権利関係 図解
借地借家法(定期建物賃貸借)の完全図解宅建試験の頻出テーマ「借地借家法(定期建物賃貸借)」をイラストで解説
借地借家法(定期建物賃貸借)本試験 4 回出題

ひとことで言うと
定期建物賃貸借は、更新がなく期間満了で終了する契約形態であり、契約締結前の書面交付による事前説明が必須です。賃料減額請求権の排除特約や無断転貸の例外など、特有のルールを理解することが重要です。
押さえるべき要点
- 定期建物賃貸借契約は、更新がなく期間満了で終了する。
- 契約締結前に、更新がない旨を書面交付して説明する義務がある(事前説明)。
- 賃料改定特約があれば、借地借家法32条の賃料減額請求権は排除される。
- 期間が1年以上の場合、賃貸人は期間満了の1年前から6か月前までに終了通知が必要。
引っかかりやすいポイント
- 契約書と同じ書面内への記載で事前説明が足りると誤解しやすい。
- 書面要件と事前説明要件を混同して理解してしまう。
- 借地借家法32条の「契約の条件にかかわらず」の文言に惑わされ、定期建物賃貸借でも常に賃料減額請求できると誤解する。
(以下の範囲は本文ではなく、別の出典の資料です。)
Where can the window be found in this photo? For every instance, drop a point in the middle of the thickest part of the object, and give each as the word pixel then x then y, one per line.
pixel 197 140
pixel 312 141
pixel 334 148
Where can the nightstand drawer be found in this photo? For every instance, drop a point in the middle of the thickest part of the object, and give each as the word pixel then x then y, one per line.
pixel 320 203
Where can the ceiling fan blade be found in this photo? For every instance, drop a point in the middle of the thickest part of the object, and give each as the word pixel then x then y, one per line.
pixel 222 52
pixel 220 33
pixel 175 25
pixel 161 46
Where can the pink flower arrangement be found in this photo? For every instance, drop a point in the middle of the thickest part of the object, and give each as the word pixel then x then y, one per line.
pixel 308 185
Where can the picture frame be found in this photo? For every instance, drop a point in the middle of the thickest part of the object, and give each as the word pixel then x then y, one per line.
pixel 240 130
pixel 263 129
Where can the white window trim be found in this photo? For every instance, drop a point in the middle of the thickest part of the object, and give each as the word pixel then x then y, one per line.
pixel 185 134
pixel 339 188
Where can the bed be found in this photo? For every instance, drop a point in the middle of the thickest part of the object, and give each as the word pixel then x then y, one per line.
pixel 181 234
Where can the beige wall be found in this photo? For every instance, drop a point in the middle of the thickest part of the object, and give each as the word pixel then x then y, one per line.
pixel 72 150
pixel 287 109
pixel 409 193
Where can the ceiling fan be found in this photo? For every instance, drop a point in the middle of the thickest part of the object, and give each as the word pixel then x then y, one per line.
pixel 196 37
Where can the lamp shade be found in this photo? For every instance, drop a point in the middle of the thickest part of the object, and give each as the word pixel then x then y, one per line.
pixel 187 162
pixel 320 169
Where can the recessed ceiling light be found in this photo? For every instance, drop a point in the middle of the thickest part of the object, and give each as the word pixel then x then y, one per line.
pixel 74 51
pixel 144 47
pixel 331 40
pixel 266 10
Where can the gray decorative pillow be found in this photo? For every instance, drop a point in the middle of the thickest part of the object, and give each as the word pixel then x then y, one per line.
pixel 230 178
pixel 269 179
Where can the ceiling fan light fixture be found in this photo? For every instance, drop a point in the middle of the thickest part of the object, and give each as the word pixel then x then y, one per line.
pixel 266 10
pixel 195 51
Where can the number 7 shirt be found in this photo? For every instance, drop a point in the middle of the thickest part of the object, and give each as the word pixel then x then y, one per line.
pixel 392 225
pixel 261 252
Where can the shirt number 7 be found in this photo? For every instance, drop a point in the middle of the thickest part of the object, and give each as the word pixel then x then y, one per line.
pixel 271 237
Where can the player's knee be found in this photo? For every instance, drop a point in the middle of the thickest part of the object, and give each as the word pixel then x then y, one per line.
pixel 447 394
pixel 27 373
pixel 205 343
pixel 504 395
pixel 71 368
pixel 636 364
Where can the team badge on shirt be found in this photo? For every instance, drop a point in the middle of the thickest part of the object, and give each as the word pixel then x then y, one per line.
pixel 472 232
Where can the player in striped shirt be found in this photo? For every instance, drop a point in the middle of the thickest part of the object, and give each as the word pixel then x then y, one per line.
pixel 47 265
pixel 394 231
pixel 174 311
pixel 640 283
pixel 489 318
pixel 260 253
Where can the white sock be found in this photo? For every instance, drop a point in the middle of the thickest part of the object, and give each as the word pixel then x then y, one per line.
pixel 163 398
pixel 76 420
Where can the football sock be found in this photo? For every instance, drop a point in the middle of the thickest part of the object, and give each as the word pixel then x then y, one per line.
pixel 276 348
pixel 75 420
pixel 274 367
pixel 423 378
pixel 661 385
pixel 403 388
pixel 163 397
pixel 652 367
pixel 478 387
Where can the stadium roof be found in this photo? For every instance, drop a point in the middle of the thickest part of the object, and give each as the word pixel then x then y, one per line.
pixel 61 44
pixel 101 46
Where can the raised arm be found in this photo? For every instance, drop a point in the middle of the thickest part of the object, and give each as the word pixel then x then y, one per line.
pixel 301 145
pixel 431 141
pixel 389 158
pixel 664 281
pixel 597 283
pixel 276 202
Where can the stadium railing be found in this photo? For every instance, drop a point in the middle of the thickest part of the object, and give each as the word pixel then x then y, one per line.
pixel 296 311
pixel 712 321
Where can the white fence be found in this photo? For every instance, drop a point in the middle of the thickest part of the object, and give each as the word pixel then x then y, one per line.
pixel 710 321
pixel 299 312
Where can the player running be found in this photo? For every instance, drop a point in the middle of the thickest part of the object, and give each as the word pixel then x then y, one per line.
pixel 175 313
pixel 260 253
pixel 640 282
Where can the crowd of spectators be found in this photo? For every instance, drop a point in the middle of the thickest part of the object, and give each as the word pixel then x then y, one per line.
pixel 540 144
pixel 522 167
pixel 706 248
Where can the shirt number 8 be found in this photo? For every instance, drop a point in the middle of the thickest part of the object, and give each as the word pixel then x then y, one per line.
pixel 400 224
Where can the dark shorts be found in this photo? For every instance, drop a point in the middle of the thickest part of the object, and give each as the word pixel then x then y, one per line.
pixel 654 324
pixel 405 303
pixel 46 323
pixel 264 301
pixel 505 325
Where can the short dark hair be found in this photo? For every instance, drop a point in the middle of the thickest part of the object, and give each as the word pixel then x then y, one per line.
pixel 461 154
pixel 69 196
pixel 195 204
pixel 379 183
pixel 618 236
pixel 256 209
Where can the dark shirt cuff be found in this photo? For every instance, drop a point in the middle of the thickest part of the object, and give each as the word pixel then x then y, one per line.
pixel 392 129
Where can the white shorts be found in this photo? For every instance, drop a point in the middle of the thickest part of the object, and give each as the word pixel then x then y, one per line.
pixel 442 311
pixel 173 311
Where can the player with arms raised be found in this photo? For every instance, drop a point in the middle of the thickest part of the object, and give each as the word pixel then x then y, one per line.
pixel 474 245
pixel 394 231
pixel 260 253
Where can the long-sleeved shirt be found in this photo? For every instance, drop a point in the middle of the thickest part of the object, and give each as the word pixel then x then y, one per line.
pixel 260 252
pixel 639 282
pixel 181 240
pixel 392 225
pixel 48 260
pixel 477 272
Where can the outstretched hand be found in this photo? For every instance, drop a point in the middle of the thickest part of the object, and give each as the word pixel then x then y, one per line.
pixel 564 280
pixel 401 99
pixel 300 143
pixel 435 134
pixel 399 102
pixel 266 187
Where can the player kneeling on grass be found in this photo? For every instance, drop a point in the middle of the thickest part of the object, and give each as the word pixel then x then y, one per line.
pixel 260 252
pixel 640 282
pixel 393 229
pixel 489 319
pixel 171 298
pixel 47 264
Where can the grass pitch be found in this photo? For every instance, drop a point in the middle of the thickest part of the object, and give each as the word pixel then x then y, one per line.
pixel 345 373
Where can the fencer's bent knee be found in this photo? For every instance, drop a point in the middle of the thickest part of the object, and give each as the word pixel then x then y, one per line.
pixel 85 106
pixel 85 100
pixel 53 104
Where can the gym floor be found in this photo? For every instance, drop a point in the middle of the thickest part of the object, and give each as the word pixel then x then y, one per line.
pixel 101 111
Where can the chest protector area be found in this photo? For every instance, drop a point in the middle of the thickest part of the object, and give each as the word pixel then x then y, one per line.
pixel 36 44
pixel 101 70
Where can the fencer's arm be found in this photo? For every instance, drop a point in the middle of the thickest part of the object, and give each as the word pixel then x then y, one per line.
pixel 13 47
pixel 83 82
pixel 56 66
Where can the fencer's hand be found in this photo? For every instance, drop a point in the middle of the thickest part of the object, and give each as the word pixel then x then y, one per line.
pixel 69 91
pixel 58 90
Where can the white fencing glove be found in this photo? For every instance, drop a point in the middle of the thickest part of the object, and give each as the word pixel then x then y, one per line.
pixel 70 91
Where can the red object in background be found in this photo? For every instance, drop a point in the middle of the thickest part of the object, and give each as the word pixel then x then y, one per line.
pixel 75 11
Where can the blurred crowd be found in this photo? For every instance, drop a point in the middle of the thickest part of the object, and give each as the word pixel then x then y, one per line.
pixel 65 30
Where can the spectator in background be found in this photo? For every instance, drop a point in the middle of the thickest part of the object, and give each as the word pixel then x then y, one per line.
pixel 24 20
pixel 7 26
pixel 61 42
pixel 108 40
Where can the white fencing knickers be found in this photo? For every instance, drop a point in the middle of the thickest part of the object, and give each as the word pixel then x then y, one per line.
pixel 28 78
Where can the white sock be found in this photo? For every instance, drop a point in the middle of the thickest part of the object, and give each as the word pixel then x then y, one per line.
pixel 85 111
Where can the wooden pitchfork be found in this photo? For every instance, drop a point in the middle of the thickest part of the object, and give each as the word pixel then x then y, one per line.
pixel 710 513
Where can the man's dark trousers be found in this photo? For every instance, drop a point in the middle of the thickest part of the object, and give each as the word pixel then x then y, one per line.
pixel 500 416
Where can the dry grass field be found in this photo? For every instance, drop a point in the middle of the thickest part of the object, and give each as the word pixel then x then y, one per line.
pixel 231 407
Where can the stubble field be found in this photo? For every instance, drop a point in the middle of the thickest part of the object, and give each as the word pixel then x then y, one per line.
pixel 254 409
- 公正証書が必要と勘違いしやすい(書面で足りる)。
- 居住用建物では定期建物賃貸借契約ができないと誤解しやすい。
覚え方
定期借家の「事前説明」は「事前=契約前」「別書面=契約書とは別」と覚える。「定期借家は別れ話(別書面)を事前に」と語呂合わせで記憶する。定期建物賃貸借の通知期間は「1年前から6か月前まで」。語呂合わせ:「一年前から六か月前まで、定期の通知忘れずに」。
関連条文
借地借家法38条、借地借家法32条
過去出題年
2014年・2013年・2008年・2003年
よくある質問
借地借家法(定期建物賃貸借)の完全図解について
定期建物賃貸借契約は、必ず公正証書で作成しなければならないのですか?
いいえ、書面で作成すれば有効です。公正証書である必要はありません。
定期建物賃貸借契約で、賃貸人が事前説明を怠った場合、契約はどうなりますか?
事前説明がなければ、定期建物賃貸借契約は無効となり、通常の建物賃貸借契約として扱われます。
定期建物賃貸借契約において、賃料を減額してほしい場合、減額請求はできますか?
賃料改定に関する特約がない場合は、原則として借地借家法32条に基づいて賃料減額請求が可能です。ただし、賃料改定特約がある場合は、その特約が優先されます。